Mrs Harrison v St Helens Borough Council
Case Background
The Claimant was employed as a Curriculum and Support Manager in the 14-19 team of the Children and Young People’s services department (CYPS). She commenced a period of maternity leave and was still on maternity leave when she was dismissed the following year. Whilst the Claimant was on maternity leave the Respondent re-structured the CYPS, which involved the replacement of the existing staff structure with a new one.
The Respondent used a process of assimilation and ring-fencing to put some staff members in posts within the new structure and made others compulsorily redundant. The Claimant was ring-fenced for a teaching position, which the Respondent conceded was not a suitable alternative vacancy pursuant to Regulation 10 of the Maternity and Parental Leave Regulations 1999 (the ‘Regulations’). As such, when she declined to take up the position she was made redundant. Throughout the restructure and redundancy process there was little consultation. Despite this the Claimant, through her trade union, sought to bring to the Respondent’s attention that whilst her job had been displaced under the new structure she was capable of performing some of the new roles and that, in accordance with the Regulations, she should be given one of these roles in preference to other employees.
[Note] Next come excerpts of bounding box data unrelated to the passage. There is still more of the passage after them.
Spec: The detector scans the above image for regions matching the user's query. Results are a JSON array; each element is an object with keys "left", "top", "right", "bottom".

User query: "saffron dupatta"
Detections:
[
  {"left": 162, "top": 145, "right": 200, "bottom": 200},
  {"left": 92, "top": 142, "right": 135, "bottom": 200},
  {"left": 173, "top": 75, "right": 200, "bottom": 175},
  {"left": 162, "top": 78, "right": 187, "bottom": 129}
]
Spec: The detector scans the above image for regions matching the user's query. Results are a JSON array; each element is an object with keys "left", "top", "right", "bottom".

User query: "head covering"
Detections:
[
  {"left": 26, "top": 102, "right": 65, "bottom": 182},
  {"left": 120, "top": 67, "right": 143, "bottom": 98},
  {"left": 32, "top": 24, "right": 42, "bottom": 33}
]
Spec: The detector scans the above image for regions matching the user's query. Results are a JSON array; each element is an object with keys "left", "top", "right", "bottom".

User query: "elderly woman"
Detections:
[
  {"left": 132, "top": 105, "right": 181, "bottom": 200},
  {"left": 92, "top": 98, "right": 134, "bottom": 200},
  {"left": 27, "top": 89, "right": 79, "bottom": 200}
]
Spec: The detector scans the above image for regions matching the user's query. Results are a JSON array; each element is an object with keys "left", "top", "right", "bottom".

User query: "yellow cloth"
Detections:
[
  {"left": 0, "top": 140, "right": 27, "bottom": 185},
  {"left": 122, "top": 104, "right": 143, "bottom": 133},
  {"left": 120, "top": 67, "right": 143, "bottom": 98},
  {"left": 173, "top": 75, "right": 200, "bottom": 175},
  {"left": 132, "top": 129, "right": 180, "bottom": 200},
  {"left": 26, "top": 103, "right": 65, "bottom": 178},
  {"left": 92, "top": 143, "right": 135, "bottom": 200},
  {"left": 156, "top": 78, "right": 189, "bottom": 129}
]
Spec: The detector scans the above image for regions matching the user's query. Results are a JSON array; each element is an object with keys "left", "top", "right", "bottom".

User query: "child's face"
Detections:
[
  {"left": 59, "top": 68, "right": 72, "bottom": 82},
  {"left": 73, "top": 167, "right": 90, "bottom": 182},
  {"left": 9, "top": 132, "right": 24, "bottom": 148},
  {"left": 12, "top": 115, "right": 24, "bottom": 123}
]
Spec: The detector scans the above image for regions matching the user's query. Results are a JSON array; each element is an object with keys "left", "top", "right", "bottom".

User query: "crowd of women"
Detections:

The Respondent took the view that these new roles were never available or vacant as there had been assimilation/ring-fencing for employees whose positions were materially identical or closely matched to their old posts. This led to the Respondent’s belief that there was no requirement to consider the Claimant for the roles. In the alternative they sought to argue that the Claimant would not have been suitable for these roles and/or that other employees were more suitable for the roles. The Claimant’s claim consisted of a claim for automatic unfair dismissal and sex discrimination.
The key issues for the tribunal to determine were: 1) did any of these roles constitute vacancies; and 2) if they were vacancies, were they suitable for the Claimant. The tribunal found that it was clear that the Respondent knew that the Claimant’s existing post was to be dispensed with and that she was at risk of redundancy before they made decisions about allocation of posts in the new structure, including the posts in issue. As such, there were vacancies and the Claimant should have been considered ahead of other employees who were not afforded protection under the Regulations. Whilst other employees may have been more suitable for the roles this was not test under the Regulations. The fact of the matter was that the Claimant would have been suitable for two of the roles. Further there had been a failure to consult, part of which was due to the Respondent taking a conscious decision not to involve the Claimant as she was on maternity leave. The Claims of automatic unfair dismissal and sex discrimination succeeded.
Contributors Comments
This case is of particular importance given that many local authorities use assimilation and ring-fencing in redundancy situations. Despite their frequency there are little, if any, reported decisions looking at whether this is a fair mechanism. The reasoning behind the finding that there were vacancies before the assimilation/ring-fencing process took place is relevant to cases involving ordinary unfair dismissal (in particular where there is a failure to consult) and potentially as regards the need to make reasonable adjustments. The case also provides assistance in relation to considering whether a vacancy is suitable where suitability was not considered by the Employer at the time. The tribunal stated as follows:
‘The Respondent now says that it does not consider that the vacancies were suitable, and refers us to the case of Simpson v Endsleigh Insurance as authority for the proposition that it is for the employer to decide whether or not a vacancy is suitable… we are therefore invited to accept the Respondent’s ex post facto assessment as to suitability. As there is no contemporaneous decision as to the suitability of the posts for the Tribunal to review the Tribunal can only, therefore, make its own objective assessment of the matter-taking account, of course, of the Respondent’s ex post facto views.’
The proposition to be taken from this case is that ring-fencing/assimilation is not necessarily an easy shortcut through the redundancy process and that further consideration and consultation will be required in most situations.